AEP essay practice

  • Describe one of Han Sai Por’s sculpture.

[ Image taken from boonscafe ]

“Spirit of Nature”, 1991

Spirit of nature consists of 3 structures, each made from granite. The structures are curvy and seemingly resemble the trunk of an elephant or a wave. The shape of each structure is organic, giving the entire figure a sinuous and flowing form.

All the figures in the sculpture are of the same colour and texture. They are a stony grey with faint black dots and are generally smooth to touch.

One of the structures is positioned such that it lies horizontally on the ground while the other two are placed vertically, seemingly stretching outwards towards the sky.

Each of the structures seems to represent a tube, with the base attached to the ground rather enlarged. The visible end of the tube has a dent in it, like the snout of an elephant trunk.

 

  • Describe one of Antony Gormley’s installation, in relation to the concept of Land Art.

[ Image taken from Newcastle Website ]

[ Image taken from Wikipedia ]

Angel of the North, 1998

One notable installation of Antony Gormley is Angel of North, located on an open field in Gateshead, UK.

It is a 20 meter tall structure of a man who has two wing-like structures attached to the sides of its torso, in replacement of the arms. The structure weighs 200,000 kilograms, with the body weighing 100,000 kg and the wings at 50,000 kg each. The entire piece was made from Cor-ten steel and cost £800,000 to construct.

The structure is of a dark bronze colour, possibly due to its permanent exposure to sunlight and precipitation. The form of the structure is very solid and the two plane structures attached by the side are generally straight and thick. Their position, as well as the title of the art piece, suggests that they are intended to be wings.

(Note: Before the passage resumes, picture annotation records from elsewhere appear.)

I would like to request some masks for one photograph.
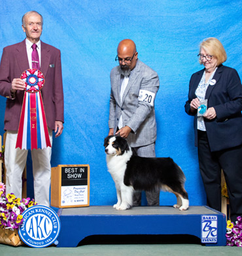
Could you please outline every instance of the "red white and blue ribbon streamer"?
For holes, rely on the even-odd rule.
[[[33,150],[51,147],[41,90],[45,80],[35,68],[26,70],[20,78],[26,83],[16,148]]]

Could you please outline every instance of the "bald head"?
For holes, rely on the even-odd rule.
[[[119,64],[122,69],[132,70],[138,58],[138,53],[136,51],[136,45],[131,39],[124,39],[118,44],[117,53]],[[131,60],[128,61],[126,60]]]
[[[131,51],[133,53],[136,53],[136,45],[133,41],[131,39],[124,39],[121,41],[118,46],[118,51]]]

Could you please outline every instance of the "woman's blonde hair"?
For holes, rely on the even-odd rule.
[[[209,54],[215,57],[218,60],[217,66],[224,63],[227,60],[226,52],[224,50],[221,42],[215,37],[209,37],[204,39],[200,43],[199,52],[201,49],[204,50]],[[201,60],[199,60],[200,64],[202,64]]]

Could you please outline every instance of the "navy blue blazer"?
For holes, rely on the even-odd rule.
[[[185,111],[194,116],[195,146],[198,146],[197,111],[191,112],[190,104],[197,98],[195,91],[204,69],[194,73],[190,80],[188,100]],[[218,151],[242,144],[242,85],[237,71],[223,65],[218,67],[206,91],[207,108],[213,107],[216,117],[213,120],[204,118],[211,150]]]

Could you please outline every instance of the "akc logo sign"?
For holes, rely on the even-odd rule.
[[[58,244],[60,222],[52,209],[44,205],[32,206],[24,211],[23,219],[18,234],[27,245],[41,248],[53,243]]]

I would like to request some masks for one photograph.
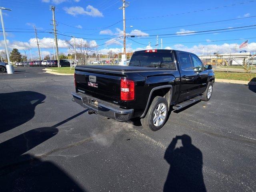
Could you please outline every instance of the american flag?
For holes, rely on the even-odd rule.
[[[240,44],[239,46],[239,48],[242,48],[242,47],[246,47],[248,45],[248,40],[247,40],[246,41],[245,41],[241,44]]]

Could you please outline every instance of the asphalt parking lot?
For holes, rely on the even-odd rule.
[[[216,83],[153,132],[88,115],[42,69],[0,74],[0,191],[256,190],[256,86]]]

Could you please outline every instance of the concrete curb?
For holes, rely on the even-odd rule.
[[[215,79],[215,82],[235,83],[236,84],[243,84],[246,85],[256,85],[256,82],[254,82],[240,81],[238,80],[230,80],[228,79]]]
[[[66,76],[73,76],[74,74],[69,74],[69,73],[57,73],[57,72],[54,72],[53,71],[50,71],[48,70],[46,70],[46,71],[44,72],[44,73],[49,73],[50,74],[52,74],[53,75],[66,75]]]
[[[45,69],[43,69],[43,70],[44,71],[56,71],[57,70],[55,70],[55,69],[47,69],[46,68]]]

However, unlike conventional angels depicted in biblical paintings, the wings of this sculpture are straight and rectangular, bearing semblance to the wings of an aircraft instead.

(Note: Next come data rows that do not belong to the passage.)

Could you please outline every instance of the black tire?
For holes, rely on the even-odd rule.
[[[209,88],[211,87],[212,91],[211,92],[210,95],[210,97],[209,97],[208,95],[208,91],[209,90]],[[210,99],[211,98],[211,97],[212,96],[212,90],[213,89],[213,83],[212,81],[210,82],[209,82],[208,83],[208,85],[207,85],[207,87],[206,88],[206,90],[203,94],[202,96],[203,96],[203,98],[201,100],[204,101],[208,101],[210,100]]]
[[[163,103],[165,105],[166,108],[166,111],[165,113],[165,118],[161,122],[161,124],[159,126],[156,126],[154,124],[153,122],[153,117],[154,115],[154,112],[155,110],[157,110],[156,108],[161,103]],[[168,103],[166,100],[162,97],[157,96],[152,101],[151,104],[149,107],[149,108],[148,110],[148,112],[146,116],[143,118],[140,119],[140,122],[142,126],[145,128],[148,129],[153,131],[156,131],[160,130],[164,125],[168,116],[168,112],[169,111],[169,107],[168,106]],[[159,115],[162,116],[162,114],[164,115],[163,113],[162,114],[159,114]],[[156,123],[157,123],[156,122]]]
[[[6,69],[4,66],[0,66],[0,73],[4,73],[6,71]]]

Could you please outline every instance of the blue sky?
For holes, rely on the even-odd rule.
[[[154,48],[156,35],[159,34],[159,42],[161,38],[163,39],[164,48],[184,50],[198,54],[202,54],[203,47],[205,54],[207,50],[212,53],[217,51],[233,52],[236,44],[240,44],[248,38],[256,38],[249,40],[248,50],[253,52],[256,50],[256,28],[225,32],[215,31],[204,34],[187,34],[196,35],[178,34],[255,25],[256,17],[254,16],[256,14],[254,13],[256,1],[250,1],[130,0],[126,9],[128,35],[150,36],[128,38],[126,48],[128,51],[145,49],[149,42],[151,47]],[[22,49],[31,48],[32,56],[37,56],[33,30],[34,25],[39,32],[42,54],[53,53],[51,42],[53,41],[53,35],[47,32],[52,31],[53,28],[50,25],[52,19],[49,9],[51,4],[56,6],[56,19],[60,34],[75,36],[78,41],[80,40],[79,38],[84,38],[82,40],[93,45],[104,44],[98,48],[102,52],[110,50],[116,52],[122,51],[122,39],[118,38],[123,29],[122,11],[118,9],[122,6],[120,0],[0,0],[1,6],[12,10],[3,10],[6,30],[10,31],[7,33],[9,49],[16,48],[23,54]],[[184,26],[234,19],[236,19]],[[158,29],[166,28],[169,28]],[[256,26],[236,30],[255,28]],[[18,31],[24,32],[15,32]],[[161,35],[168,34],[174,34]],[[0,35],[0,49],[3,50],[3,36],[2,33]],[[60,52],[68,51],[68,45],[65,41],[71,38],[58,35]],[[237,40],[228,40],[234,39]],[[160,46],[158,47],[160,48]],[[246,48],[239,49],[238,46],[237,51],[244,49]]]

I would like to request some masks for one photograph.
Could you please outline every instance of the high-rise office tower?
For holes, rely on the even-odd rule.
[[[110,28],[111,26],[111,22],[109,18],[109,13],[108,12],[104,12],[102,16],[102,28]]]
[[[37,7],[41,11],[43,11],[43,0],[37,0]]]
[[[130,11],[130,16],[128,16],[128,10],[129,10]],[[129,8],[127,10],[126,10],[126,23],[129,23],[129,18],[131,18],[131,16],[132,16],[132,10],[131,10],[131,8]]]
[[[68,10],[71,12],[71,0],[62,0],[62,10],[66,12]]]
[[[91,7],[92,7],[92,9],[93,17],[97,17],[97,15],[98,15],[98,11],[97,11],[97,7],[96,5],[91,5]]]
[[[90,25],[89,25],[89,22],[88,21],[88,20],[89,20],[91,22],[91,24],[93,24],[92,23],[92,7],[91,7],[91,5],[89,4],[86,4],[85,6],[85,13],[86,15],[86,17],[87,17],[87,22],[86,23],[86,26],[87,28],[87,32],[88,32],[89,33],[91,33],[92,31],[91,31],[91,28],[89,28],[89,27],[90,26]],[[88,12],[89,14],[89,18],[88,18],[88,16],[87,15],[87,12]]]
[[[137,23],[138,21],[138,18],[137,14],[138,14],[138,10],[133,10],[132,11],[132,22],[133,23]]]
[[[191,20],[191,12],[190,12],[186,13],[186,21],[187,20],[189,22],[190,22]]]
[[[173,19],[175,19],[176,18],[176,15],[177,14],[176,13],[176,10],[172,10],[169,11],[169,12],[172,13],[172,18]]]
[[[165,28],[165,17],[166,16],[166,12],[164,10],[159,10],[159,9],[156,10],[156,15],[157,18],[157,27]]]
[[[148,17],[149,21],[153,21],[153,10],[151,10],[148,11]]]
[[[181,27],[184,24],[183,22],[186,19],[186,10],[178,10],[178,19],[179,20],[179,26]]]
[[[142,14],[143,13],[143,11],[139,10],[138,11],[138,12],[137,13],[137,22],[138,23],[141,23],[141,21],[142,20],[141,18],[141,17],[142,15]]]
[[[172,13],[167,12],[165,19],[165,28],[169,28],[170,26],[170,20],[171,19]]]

The entire surface of the structure is covered by thick lines of steel that are concentrated mostly on the body, eventually spreading out more neatly on the wings. The man in the figure stands with his body upright, his back straight and legs together.

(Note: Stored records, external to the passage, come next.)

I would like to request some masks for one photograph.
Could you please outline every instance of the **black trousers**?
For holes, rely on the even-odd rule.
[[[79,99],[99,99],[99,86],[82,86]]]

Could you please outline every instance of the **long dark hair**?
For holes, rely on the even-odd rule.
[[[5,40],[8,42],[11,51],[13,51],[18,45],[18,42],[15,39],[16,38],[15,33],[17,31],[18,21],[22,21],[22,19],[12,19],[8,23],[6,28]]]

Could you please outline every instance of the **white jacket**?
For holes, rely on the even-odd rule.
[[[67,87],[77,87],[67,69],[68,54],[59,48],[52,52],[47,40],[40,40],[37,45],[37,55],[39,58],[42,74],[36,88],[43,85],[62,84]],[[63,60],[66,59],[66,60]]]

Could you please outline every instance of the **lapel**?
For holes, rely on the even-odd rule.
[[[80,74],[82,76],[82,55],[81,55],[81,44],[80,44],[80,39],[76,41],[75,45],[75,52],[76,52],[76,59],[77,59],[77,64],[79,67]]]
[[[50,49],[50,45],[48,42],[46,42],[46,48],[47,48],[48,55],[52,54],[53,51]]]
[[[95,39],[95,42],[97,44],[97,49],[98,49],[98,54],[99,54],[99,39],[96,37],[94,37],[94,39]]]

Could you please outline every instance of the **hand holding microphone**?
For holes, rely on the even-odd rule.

The installation is representative of the concept of land art; it is placed on an open space to imply that the landscape surrounding the creation is to be considered as part of the sculpture as well. Another of Gormley’s sculpture, titled Another Place, expresses this concept as well.

[ Image taken from The Stavanger region ]

Another Place, 1997

Another Place consists of 100 cast iron figures which face out to sea. They are distributed over about 3 km of beach. Each figure is about 1.9 in height and weighs around 650kg.

Another Place can be considered land art because the figures are seemingly a part of the ocean. They are embedded in the sand on the shore, and are revealed and submerged by the sea depending on the tide. In this sense, they appear to be continuous with the land beneath them, and are a part of their surroundings.

Another Place has been exhibited in Germany, Norway and Belgium.